We both have boys. I don't want people to view them as such, but we're just not there yet. We still have to use our common sense. We still have to view males as potential rapists.
Do you know what annoys the absolute shit out of me about the whole rape prevention ideology? It's that it treats us as though we are stupid, as though we need to be told this again and again. And the biggest load of crap about it all is that it is designed to make us afraid and not trusting of those around us. It expects us to live in a perpetual state of fear. And then we are abused for being in a state of fear, because of the #whataboutmen brigade. And worse still, it leads to the expectation that if you follow those steps, you won't be raped. Rape prevention ideology fails to address the fact that women are more likely to be raped by men we know.
At the end of the day, you cannot tell women to not be afraid of men, and then demand they prevent their own rapes by living in such a way as to suspect anyone of being a potential rapist. I've been there. And what was I told? 'Well, you are wealthy, why didn't you take better steps for security around your home and get guard dogs and security guards, if you really didn't want to be raped'.. And then the 'why didn't sleep with your phone?'.. I mean honestly, this is what I am told I should have done. Who in the hell does that? Do you have guard dogs roaming your property while you sleep because a male relative might break into your home and rape you? This is the extent the insanity goes to.
Imagine now, a woman who has a boyfriend, going to sleep with her phone on her as a measure of rape prevention and her boyfriend asks her what's the phone for. Does she tell him? 'Well, I could be raped in my bed, so this is my security..'?
Rape prevention feeds rape culture. Why? Because it always places the onus on the woman to not be raped. Sure, there may be platitudes about how it is not her fault. But it says that, and then sets the expectation that she must prevent being raped. That she has to take the precautions. There is no rape prevention aimed at potential rapists. It sets to curb the behaviour of women, but never of men.
Now, imagine what happens when the woman acts and takes all the steps to "prevent" being raped and she is raped. And then she is asked 'what other steps could you have taken to stop it?' .. You have no idea how that destroys you. People cannot have it both ways. If rape prevention is to be pushed on women, then men will be viewed as potential rapists. How can they not if rape prevention is on the table. That is what it is. Common sense would entail trusting women. Rape prevention ideology is not about trusting the woman. It is about pushing the idea that she simply cannot know these things or would not know these things that we refer to as common sense, so she must be told, over and over again. Rape prevention is never about the man not raping. It is always about the victim or the woman not being raped. The difference between the two is vast.
Yes, we both have boys. My eldest is 10 and youngest is 8 years of age. Still babies really. From one of the earliest age, from the moment they could understand in their play, when someone says stop or no, they stop. They don't push. I can only hope that that message from playing as toddlers and children, that understanding of respecting others and their wishes, stays with them. Do I enjoy the thought that as they get older, girls and then women will view them as being potential rapists? Of course not. It galls me and makes me want to scream. My point, as their parent, is to teach them about respecting others and teach them as they get older that women are not objects, that women deserve respect, and that no means no.. As their mother and as a woman, it is my job to teach my sons to not rape. Not because they could be potential rapists. It is because the education about rape has always been centered around the woman to not be raped. It needs to start focusing on everyone to not rape.
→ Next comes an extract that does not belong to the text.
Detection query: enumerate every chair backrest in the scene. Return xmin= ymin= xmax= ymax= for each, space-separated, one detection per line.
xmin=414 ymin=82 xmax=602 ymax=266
Does sexual assault foster a rape prone environment. I don't know. That would be an interesting study. If we want to assume correlations, we might also ask: Does watching television make one more likely to commit a crime. Does playing video games make one more likely to commit a crime. Etc.
Wow..
When someone sexually assaults another, they are treating that person like an object to be taken and used. Does sexual assault foster a rape prone environment? Think about it. Sexual assault is sexual touching without consent. It is viewing the victim as being an object, whose consent matters not. It is using that person for one's personal gratification and their wants and desires, their rights over their own body ceases to matter or exist. When someone grabs another person's backside, their breast, smacks them on the backside in a bar, for example, it is letting that person know that they have more power over their body and they can take as much or as little of it as they want and there's nothing you can do about it and whether you consent or not is beside the point. Do you understand now how it cannot be compared to how watching TV and whether that makes one commit a crime?